# need some advice on buying DVD recorder



## bwoodin (Feb 11, 2012)

I'm searching online for a DVD recorder that will allow me to offload recorded programs from my Verizon set-top box/DVR. I am only looking for a basic recorder to burn DVDs, don't need VHS or camcorder ability. I am a student and need to have DVDs of recorded programs from a French TV channel I subscribe to. I know this can be done, even though Verizon can't/won't tell me how to do a work-around. Problem is there are so many DVD recorders for sale online I don't know which one will suit my needs, and hope someone can offer some advice on which brands to buy. Also price ranges are anywhere from just below $100 up to $400+ and I'm can't pay big bucks for a simple DVD recorder. Anyone have some advice or suggestions on what brands to purchase?
Thanks.


----------



## JimE (Apr 16, 2009)

Stick with a brand name for support reasons. You will need to choose a model with a video input that matches the output(s) available on the DVR...your inputs will be composite (yellow RCA), S-Video, or component (red/blue/green RCA). Aside from that, it all boils down to any features that you want/need and brand preference.
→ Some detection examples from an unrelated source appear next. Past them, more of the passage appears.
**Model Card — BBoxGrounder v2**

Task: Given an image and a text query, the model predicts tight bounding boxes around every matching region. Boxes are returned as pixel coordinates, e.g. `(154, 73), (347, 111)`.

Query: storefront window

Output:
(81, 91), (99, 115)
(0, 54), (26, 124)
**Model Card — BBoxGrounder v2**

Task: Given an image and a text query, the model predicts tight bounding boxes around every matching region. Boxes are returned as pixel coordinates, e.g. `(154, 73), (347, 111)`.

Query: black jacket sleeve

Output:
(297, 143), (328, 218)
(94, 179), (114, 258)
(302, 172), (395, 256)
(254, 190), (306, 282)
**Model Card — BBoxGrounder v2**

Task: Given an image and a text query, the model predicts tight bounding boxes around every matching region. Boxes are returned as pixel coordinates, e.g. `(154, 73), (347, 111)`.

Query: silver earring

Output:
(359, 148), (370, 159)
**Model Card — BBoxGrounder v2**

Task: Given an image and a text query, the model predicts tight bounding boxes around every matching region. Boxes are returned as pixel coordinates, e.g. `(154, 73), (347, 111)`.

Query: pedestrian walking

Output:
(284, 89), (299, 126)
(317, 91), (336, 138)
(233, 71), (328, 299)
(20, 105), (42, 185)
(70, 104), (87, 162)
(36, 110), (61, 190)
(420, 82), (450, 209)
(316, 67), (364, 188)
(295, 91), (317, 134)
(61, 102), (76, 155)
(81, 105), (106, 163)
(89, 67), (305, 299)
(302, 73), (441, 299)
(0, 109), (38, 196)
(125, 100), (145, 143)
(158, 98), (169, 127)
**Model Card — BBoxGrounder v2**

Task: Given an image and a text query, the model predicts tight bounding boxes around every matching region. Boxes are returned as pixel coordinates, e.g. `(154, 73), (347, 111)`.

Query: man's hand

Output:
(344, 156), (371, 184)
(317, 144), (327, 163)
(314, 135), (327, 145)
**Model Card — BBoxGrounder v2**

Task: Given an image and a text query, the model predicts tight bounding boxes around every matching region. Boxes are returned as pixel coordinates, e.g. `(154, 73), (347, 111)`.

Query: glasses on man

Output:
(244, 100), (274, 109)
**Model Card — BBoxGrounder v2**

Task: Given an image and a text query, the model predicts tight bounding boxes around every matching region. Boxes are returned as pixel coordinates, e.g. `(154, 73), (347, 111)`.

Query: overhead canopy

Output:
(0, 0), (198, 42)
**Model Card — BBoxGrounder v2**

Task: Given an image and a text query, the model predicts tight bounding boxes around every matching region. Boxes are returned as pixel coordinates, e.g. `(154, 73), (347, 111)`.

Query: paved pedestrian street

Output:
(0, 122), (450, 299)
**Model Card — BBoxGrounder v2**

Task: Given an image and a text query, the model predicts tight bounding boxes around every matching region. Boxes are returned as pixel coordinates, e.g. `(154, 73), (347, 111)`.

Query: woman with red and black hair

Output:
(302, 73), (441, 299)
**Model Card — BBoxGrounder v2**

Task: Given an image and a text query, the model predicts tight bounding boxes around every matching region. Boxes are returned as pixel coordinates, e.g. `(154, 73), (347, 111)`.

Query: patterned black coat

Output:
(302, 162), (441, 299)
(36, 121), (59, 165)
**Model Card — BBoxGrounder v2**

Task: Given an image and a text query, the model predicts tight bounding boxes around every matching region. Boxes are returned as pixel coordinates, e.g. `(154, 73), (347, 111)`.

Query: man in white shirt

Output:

You won't be able to stream the content off of the DVR. You will have to connect the video output of the DVR into the video input of the DVD Recorder. You will then play back the program on the DVR and record on the recorder in real time.


----------



## bwoodin (Feb 11, 2012)

Thanks so much - your comments are helping me unravel the mysteries of DVD recordings - looking @Toshiba recorder to purchase fairly soon. Appreciate the advice!


----------